As the commercial aviation industry attempts to find new means of reducing carbon emissions, companies like JetZero are beginning to move away from traditional plane designs in favor of the “blended wing body” design.

JetZero Blended Wing Aircraft Could Slash Carbon Emissions
JetZero Blended Wing Aircraft could slash carbon emissions; Photo: JetZero

The “flying wing” design is used by military aircraft such as the B-2 bomber, but the blended wing design has more volume in the middle section. A few companies are tinkering with the design, including Boeing and Airbus, but the California-based JetZero has set an ambitious goal of putting a blended-wing aircraft into service as early as 2030.

“We feel very strongly about a path to zero emissions in big jets, and the blended wing airframe can deliver 50% lower fuel burn and emissions,” says Tom O’Leary, co-founder and CEO of JetZero. “That is a staggering leap forward in comparison to what the industry is used to.”

A hybrid between a flying wing and the traditional “tube and wing”, the blended wing design allows the entire aircraft to generate life and minimize drag. According to NASA, this shape “helps to increase fuel economy and creates larger payload (cargo or passenger) areas in the center body portion of the aircraft.”

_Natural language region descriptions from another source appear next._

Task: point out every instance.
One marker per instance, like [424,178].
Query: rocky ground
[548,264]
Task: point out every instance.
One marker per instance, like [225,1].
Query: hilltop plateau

The agency has tested the design through one of its experimental planes, the X-48. Between 2007 and 2012, over 120 test flights of two unmanned, remote-controlled X-48s demonstrated the viability of the design.

JetZero hopes to have its plane in service by 2030
JetZero hopes to have its plane in service by 2030; Photo: JetZero

“An aircraft of this type would have a wingspan slightly greater than a Boeing 747 and could operate from existing airport terminals,” the agency says, adding that the plane would also “weigh less, generate less noise and emissions, and cost less to operate than an equally advanced conventional transport aircraft.”

The one technical challenge that has held back manufacturers is the pressurization of a non-cylindrical fuselage is more difficult and the tube-shaped plane is better able to handle the expansion and contraction cycles in flight.

“If you think about a ‘tube and wing,’ it separates the loads — you have the pressurization load on the tube, and the bending loads on the wings. But a blended wing essentially blends those together. Only now can we do that with composite materials that are both light and strong.”

JetZero wants to simultaneously develop three variants: a cargo plane, a fuel tanker, and a passenger plane. The US Air Force recently awarded $235 million to develop a full-scale demonstrator of the fuel tanker design. As the first flight of this variant is expected by 2027, this design could perhaps support and influence the development of commercial models.

Although JetZero plans to initially utilize engines from today’s narrowbody aircraft like the Boeing 737, the plan is to eventually move to a completely emission-free propulsion powered by hydrogen.

A rendering of JetZero's blended wing design
A rendering of JetZero’s blended wing design; Photo: JetZero

While NASA and Airbus have estimated a 20% reduction in fuel use from their designs, JetZero has estimated a 50% reduction in fuel use. The US Air Force has also stated that a blended-wing aircraft could “improve aerodynamic efficiency by at least 30% over current Air Force tanker and mobility aircraft.”

The new shape of the aircraft would also drastically alter the look and feel of the plane interior compared to a widebody aircraft. Whereas a typical single-aisle plane has three by three seats, the blended wing body plane could have up to 15 or 20 rows across the cabin.

“The blended wing body aircraft holds immense promise as a game changer in the aviation industry, offering the potential for improved fuel efficiency, enhanced payload capacity, and innovative control systems. However, addressing the aerodynamic complexities, ensuring structural integrity, navigating regulatory hurdles, and adapting airport infrastructure are formidable challenges that must be overcome for it to become a reality,” says Bailey Miles, an aviation analyst at consulting firm AviationValues.